Unless there was a overriding reason for one partner to have more equity I
would only ever do 50/50 or 1/3rd each etc. Equal shares means everyone has
the same amount riding on it. Everyone suffers the same stresses. Everyone
gets the same wins. Reasons that would make me do it differently, if one
partner has a proven track record (has had a major success in the past, that
they were truly part of), if it was an extremely technical project (getting
better search results than Google for example) I think the technical co-
founder is probably worth more - if they can deliver, similarly if it is a
very hard sell the marketing/business person might deserve more (although if
it is that hard a sell I'd stay away). Lastly if the business needed money and
someone had a contact that could bring in that money it would be worth
considering giving them more equity (if it was me, I'd be demanding more).
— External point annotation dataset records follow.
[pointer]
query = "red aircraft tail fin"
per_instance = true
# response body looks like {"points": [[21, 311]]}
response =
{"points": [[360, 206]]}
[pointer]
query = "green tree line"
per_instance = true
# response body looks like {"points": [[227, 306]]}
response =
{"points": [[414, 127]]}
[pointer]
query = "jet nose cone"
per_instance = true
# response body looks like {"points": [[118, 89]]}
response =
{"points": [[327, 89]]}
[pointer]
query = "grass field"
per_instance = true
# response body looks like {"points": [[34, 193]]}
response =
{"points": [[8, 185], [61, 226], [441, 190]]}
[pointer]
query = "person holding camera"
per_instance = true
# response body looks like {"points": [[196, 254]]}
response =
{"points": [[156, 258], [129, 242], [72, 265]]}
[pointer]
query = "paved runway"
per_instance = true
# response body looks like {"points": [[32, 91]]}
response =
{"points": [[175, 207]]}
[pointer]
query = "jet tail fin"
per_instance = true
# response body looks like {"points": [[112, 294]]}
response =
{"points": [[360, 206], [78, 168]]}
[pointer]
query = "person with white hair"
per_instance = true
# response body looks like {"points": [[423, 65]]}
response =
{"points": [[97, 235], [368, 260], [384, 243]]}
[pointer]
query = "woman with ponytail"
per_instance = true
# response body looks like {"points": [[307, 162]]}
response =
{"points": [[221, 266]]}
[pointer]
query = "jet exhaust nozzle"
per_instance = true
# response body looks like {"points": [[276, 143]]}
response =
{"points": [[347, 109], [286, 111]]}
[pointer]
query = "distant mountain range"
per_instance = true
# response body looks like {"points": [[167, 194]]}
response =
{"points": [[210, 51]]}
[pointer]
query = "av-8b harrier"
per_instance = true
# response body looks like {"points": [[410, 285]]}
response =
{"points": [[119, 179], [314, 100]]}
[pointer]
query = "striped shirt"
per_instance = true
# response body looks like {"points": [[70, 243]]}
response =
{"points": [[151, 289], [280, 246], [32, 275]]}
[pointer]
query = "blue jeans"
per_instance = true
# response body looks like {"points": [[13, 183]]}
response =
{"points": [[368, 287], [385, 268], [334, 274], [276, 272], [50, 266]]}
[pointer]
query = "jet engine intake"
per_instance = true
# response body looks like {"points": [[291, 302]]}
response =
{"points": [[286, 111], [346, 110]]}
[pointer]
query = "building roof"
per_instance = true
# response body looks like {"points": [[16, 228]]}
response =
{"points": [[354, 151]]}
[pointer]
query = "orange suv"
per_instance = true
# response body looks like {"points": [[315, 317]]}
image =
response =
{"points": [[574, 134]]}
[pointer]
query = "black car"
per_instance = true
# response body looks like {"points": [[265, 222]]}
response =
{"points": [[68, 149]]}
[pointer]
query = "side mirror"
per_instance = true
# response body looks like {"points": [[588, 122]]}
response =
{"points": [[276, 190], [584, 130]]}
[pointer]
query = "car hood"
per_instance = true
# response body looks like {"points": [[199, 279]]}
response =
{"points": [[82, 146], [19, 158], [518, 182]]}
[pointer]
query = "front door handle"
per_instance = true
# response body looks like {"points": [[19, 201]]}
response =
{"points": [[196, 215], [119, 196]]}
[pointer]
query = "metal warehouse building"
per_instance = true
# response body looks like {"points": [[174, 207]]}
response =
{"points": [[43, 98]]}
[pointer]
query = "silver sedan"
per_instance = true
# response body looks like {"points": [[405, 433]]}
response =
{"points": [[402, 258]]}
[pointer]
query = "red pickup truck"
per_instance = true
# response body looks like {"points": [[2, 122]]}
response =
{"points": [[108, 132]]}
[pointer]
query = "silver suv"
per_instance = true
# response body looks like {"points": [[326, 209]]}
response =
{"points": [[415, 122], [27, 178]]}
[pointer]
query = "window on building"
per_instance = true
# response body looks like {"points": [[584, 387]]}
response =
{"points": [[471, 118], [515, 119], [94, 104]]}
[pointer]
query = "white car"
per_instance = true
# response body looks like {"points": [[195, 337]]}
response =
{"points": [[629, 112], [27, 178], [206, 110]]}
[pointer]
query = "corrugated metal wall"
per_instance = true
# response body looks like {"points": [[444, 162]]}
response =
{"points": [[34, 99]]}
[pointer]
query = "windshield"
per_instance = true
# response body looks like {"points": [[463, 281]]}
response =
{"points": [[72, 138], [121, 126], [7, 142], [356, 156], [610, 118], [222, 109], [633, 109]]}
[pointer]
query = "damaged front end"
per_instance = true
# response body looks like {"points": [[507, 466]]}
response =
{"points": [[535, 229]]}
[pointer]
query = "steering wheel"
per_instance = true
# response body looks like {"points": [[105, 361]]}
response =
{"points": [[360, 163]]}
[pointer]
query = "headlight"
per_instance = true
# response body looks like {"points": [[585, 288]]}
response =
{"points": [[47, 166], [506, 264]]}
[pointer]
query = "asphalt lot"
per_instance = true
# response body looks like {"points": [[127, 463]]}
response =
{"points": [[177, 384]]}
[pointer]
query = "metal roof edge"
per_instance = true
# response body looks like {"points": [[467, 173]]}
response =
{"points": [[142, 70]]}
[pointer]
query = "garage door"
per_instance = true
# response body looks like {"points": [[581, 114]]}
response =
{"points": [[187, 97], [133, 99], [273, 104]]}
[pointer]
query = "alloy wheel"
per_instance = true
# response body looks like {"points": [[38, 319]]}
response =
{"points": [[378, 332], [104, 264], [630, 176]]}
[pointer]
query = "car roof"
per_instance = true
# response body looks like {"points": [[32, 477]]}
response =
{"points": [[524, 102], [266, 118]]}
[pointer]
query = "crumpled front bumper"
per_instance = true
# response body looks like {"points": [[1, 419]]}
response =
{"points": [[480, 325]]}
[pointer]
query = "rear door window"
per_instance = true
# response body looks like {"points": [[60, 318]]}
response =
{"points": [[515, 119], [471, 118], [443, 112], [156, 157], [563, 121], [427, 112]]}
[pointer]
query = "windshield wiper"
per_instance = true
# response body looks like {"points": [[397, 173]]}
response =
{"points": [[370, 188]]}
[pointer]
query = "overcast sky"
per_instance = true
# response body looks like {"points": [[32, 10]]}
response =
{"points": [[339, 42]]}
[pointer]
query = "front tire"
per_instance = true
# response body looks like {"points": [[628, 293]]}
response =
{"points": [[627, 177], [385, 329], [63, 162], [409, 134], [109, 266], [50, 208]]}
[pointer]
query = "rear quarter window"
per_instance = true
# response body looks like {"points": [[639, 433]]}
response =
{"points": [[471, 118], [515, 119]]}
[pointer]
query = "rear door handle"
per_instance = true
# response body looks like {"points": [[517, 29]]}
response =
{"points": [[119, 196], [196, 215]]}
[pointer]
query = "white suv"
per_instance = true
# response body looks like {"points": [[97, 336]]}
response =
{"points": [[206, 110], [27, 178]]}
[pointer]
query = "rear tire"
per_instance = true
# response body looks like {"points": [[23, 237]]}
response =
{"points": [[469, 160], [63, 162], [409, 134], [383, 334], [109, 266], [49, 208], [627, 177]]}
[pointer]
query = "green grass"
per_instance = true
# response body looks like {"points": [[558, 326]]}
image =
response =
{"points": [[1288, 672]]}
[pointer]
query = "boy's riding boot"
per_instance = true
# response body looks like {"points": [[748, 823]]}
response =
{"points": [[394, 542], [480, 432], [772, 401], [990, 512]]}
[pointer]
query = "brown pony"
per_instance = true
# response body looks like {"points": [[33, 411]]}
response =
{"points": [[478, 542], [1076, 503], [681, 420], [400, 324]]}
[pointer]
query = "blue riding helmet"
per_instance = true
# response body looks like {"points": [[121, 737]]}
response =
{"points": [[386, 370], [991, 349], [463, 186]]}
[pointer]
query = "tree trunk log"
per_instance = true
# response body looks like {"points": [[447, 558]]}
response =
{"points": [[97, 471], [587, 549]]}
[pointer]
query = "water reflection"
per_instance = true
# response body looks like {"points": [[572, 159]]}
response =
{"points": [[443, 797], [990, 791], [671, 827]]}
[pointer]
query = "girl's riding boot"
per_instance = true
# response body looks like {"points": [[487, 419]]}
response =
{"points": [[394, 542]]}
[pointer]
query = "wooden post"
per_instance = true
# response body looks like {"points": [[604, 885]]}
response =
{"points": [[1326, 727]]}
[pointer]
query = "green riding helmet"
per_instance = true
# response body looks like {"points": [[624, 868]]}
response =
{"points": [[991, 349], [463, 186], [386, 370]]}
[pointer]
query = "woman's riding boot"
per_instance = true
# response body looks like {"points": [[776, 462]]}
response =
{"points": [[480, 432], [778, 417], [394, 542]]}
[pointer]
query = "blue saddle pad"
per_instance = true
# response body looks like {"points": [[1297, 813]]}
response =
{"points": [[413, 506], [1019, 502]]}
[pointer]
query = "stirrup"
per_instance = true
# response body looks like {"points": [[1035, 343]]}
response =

I'm pretty sure in general YC gives the company equal money based on number of
founders. I would imagine as a general rule that means they see all founders
as equals. Seems like a pretty good guideline.

(Would be interesting to hear what PG and co do when they meet a team and
think 2 out of 3 are awesome - do they fund, not fund, tell them to lose the
other guy etc?)

------
bartman
My last startup was founded by 4 people with equal shares and rights. We
failed early partly because we couldn't go into a clear direction, too many
votes, too many opinions. We didn't turn out to be a well matching team
either, though.

For my next startup I wouldn't do equal shares again, someone needs to be able
to have the last word.

edit: Initially we started with 2 people with equal shares, and got two others
in shortly after launch. We did an even split then, although in retrospect
30/30/20/20 would have been better. That is if you don't depend entirely on
your newcomers.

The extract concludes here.